Cook has both open Senate seats in Georgia on his radar, though he says no stellar candidate has yet emerged. Stacy Abrams, who narrowly lost a governor’s race in 2018, declined to make a run herself but is pushing the Democratic Party to view Georgia as a battleground state and invest the resources to produce a win. 

Taylor calls North Carolina “the make or break state for which party controls the Senate.”

Already in the field and running hard is Teresa Tomlinson, former mayor of Columbus, Georgia, and a one-time Republican who promises to bring “smart, pragmatic, effective government” to Washington. Then there is Jon Ossoff, whose race for a congressional seat in 2017 attracted national attention. He lost, but he’s back now working as an investigative documentary filmmaker and promising to root out corruption should he get to the Capitol. 

Even if Democrat Doug Jones of Alabama loses, as Cook assumes he will, and Gary Peters, the only other endangered Democratic incumbent, doesn’t win reelection in Michigan, Democrats still have a path to the majority if they can muster the same level of turnout that won the House for Democrats in 2018. “Democrats won’t win one of these unless there’s a wave. It doesn’t have to be a tsunami, just the same magnitude as 2018,” says Cook.  

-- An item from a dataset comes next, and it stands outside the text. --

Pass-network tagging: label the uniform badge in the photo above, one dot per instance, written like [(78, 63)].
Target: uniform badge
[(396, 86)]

Jones won in 2018 in heavily Republican Alabama with disgraced Judge Roy Moore as his opponent. Former Senator Jeff Sessions is now trying to reclaim the seat, and Jones will have an uphill climb against a credible opponent.  

Democrats won the House in 2018 with a 6-to-7 point swing away from Republicans to Democrats. “If the same thing happens, they would have a wave,” says Cook. 

Asked how impeachment and/or potential war with Iran might factor into the Senate races, Cook says, “There are going to be a hundred things between now and November—each one of which reminds me of the scene in Jurassic Park when they look in the rear view mirror and it says, ‘Objects may be closer than they appear.’” 

The year is young and the chances of any event having an impact on Trump’s numbers seems remote since nothing has impacted him yet. “You could get a huge turnout, beating 1940 (62.4 percent) and 1960, (63.8 percent), but it’s coming from both sides,” says Cook. “It’s not how many votes you get, it’s where you get them from.” 

For Democrats to take the Senate, there is a feasible path. A lot of things have to go right, beginning with a nominee at the top of the ticket who has broad appeal. Individual candidates matter less in this partisan era.

“Building a distinct identity from your party is increasingly difficult. That’s why Joe Donnelly, Heidi Heitkamp, and Claire McCaskill got sucked under (in 2018).  If voters are mad at your party, they’re not going to make an exception for you,” says Cook. But if they’re mad at President Trump, that might be enough to sway some of these seats away from the GOP.